I have somewhat recently diagnosed hypopituitarism but no obvious cause. Male 47 years old. Severe growth hormone deficiency (on .6 mg of humatrope) and borderline hypogonadism. Also free T4 is below normal range and TSH is middle of range which to me would mean Central Hypothyroidism but doctor is not treating because free T3 is normal. I feel thyoid symptomatic but have only been on hGH for about a month. I hope to discuss treatment of testosterone and thyroid in next few months.
The cause of this is unknown. Two MRIs both show pituitary OK. But I do have a large cyst of the cavum septum pellucidum et vergae (2x3x5 cm). No doctors to date have seriously considered that this might be the cause. I have wondered if this could impair blood flow and the communication between hypothalamus and pituitary. i also get many headaches and the second MRI showed I had more white spots on the brain (hypointensities) than expected for my age. No other neurological symptoms that I am aware of, other than those expected from hormone disruptions (low mood, energy, minor peripheral neuropathy etc.)

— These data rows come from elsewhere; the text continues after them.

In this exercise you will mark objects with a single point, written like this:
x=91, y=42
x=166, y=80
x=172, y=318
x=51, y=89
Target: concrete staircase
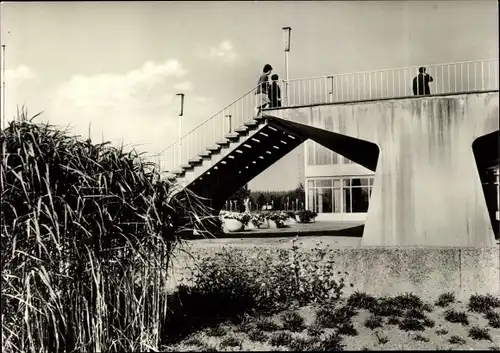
x=224, y=167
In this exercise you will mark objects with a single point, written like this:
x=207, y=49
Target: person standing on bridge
x=261, y=94
x=421, y=83
x=275, y=92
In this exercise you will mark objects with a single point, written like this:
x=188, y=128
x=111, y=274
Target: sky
x=112, y=69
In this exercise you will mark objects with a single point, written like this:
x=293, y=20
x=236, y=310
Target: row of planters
x=236, y=222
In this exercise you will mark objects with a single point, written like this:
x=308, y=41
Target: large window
x=339, y=195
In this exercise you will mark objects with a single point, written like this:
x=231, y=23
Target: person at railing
x=261, y=94
x=421, y=83
x=274, y=92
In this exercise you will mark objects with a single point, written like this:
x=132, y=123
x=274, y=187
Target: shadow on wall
x=485, y=149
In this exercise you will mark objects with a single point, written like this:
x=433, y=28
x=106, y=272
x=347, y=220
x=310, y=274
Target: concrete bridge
x=425, y=150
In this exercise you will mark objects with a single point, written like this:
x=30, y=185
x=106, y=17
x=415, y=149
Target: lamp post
x=286, y=42
x=181, y=113
x=3, y=122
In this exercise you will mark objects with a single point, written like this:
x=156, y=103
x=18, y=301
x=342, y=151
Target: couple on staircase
x=267, y=94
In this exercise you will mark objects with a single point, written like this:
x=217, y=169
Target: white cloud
x=224, y=51
x=19, y=74
x=183, y=86
x=139, y=108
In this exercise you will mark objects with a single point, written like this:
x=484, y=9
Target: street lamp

Any comments? how can I get doctors to be more curious about finding the cause? would vascular issues have show up on an MRI? the first one was with contrast, the second was for CSF flow I think.
Thanks so much,
John
John,
I have found a significant number of individuals with normal or low TSH, and normal or low free T4 and abnormally low free T3. These people are for the most part > 65 years old, and this occurs whether or not they had hypothyroidism as a diagnosis. Most of these are patientsX come to our facility for post hospitalization rehab following a stay in intensive care. A number of them improve within 4 – 6 weeks, but a number of them do not. For those with symptoms of hypothyroidism, I treat cautiously with Cytomel for a short period.
I suspect the issue may revolve around whether they had an insult to the pituitary in the way of decreased blood flow for any number of reasons. Such an interruption would/could cause issues with blood flowing in so as to decrease the ability of the gland to analyze the blood coming in, causing inappropriate amounts of hormones to be manufactured and, once made the hormones may not be able to exit appropriately if the vasculature had been interrupted. I’d love to see someone do a study on the blood flow topic.
I have been looking for articles regarding the apparent inability of some geriatric patents not converting T4 to T3 in sufficient amounts. If someone can point me to such information, I would be pleased and thankful.